Skip to content

Cluster Monitoring

Introduction

Organizations typically want to automatically highlight critical issues and escalate issues to IT/DevOps personnel. The standard practice is to install an alert management tool and connect it to critical systems.

Run:AI is comprised of two parts:

  • A control plane part, The control-plane (or "backend"):
  • Typically resides on the cloud. The health of the cloud portion of Run:AI can be viewed at status.run.ai.
  • In Self-hosted installations of Run:AI is installed on-prem.
  • One or more GPU Clusters.

The purpose of this document is to configure the Run:AI to emit health alerts and to connect these alerts to alert-management systems within the organization.

Alerts are emitted for Run:AI Clusters as well as the Run:AI backend on Self-hosted installation where the backend resides on the same Kubernetes cluster as one of the Run:AI clusters.

Alert Infrastructure

Run:AI uses Prometheus for externalizing metrics. The Run:AI cluster installation installs Prometheus or can connect to an existing Prometheus instance used in the organization. Run:AI cluster alerts are based on the Prometheus Alert Manager. The Prometheus Alert Manager is enabled by default.

This document explains, how to:

  • Configure alert destinations. Triggered alerts will send data to destinations.
  • Understand the out-of-the-box cluster alerts.
  • Advanced: add additional custom alerts.

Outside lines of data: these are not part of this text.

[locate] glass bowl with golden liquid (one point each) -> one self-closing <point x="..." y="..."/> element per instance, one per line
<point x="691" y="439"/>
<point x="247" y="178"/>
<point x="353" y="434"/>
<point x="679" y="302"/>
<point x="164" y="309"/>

Configure Alert Destinations

Prometheus Alert Manager provides a structured way to connect to alert-management systems. Configuration details are here. There are built-in plug-ins for popular systems such as PagerDuty and OpsGenie, including a generic webhook.

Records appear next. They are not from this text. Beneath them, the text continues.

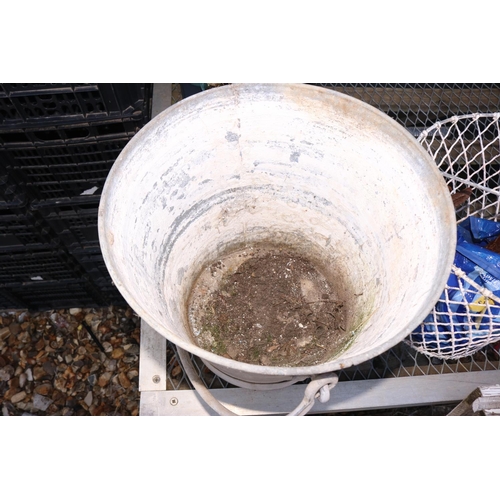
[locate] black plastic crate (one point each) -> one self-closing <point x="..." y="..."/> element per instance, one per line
<point x="74" y="222"/>
<point x="92" y="261"/>
<point x="49" y="103"/>
<point x="62" y="135"/>
<point x="9" y="301"/>
<point x="43" y="264"/>
<point x="63" y="171"/>
<point x="46" y="295"/>
<point x="12" y="193"/>
<point x="22" y="231"/>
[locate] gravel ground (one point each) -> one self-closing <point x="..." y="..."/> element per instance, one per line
<point x="85" y="362"/>
<point x="69" y="362"/>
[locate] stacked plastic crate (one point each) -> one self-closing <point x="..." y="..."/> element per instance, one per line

Following is an example showing how to integrate Run:AI to a webhook:

kube-prometheus-stack:
  ...
  alertmanager:
    enabled: true
    config:
      global:
        resolve_timeout: 5m
      receivers:
      - name: "null"
      - name: webhook-notifications
        webhook_configs:
          - url: <WEB-HOOK-URL>
            send_resolved: true
      route:
        group_by:
        - alertname
        group_interval: 5m
        group_wait: 30s
        receiver: 'null'
        repeat_interval: 10m
        routes:
        - receiver: webhook-notifications

(replace <WEB-HOOK-URL> with the above).

  • On an existing installation, use the upgrade cluster instructions to modify the values file.
  • Verify that you have received alerts at https://webhook.site/.

Out-of-the-box Alerts

A Run:AI cluster comes with several built-in alerts. Each alert tests a specific aspect of the Run:AI functionality. In addition, there is a single, inclusive alert, which aggregates all component-based alerts into a single cluster health test

The aggregated alert is named RunaiCriticalProblem. It is categorized as "critical".

Add a custom alert

You can add additional alerts from Run:AI. Alerts are triggered by using the Promtheus query language with any Run:AI metric. To add new alert:

  • When installing the Run:AI cluster, edit the values file.
  • On an existing installation, use the upgrade cluster instructions to modify the values file.
  • Add an alert according to the following structure:

Add more alerts with the following structure:

kube-prometheus-stack:
  additionalPrometheusRulesMap:
    custom-runai:
      groups:
      - name: custom-runai-rules
        rules:
        - alert: <ALERT-NAME>
          annotations:
            summary: <ALERT-SUMMARY-TEXT>
          expr:  <PROMQL-EXPRESSION>
          for: <optional: duration s/m/h>>
          labels:
            severity: <critical/warning>

You can find an example in the Prometheus documentation here.


Last update: November 10, 2021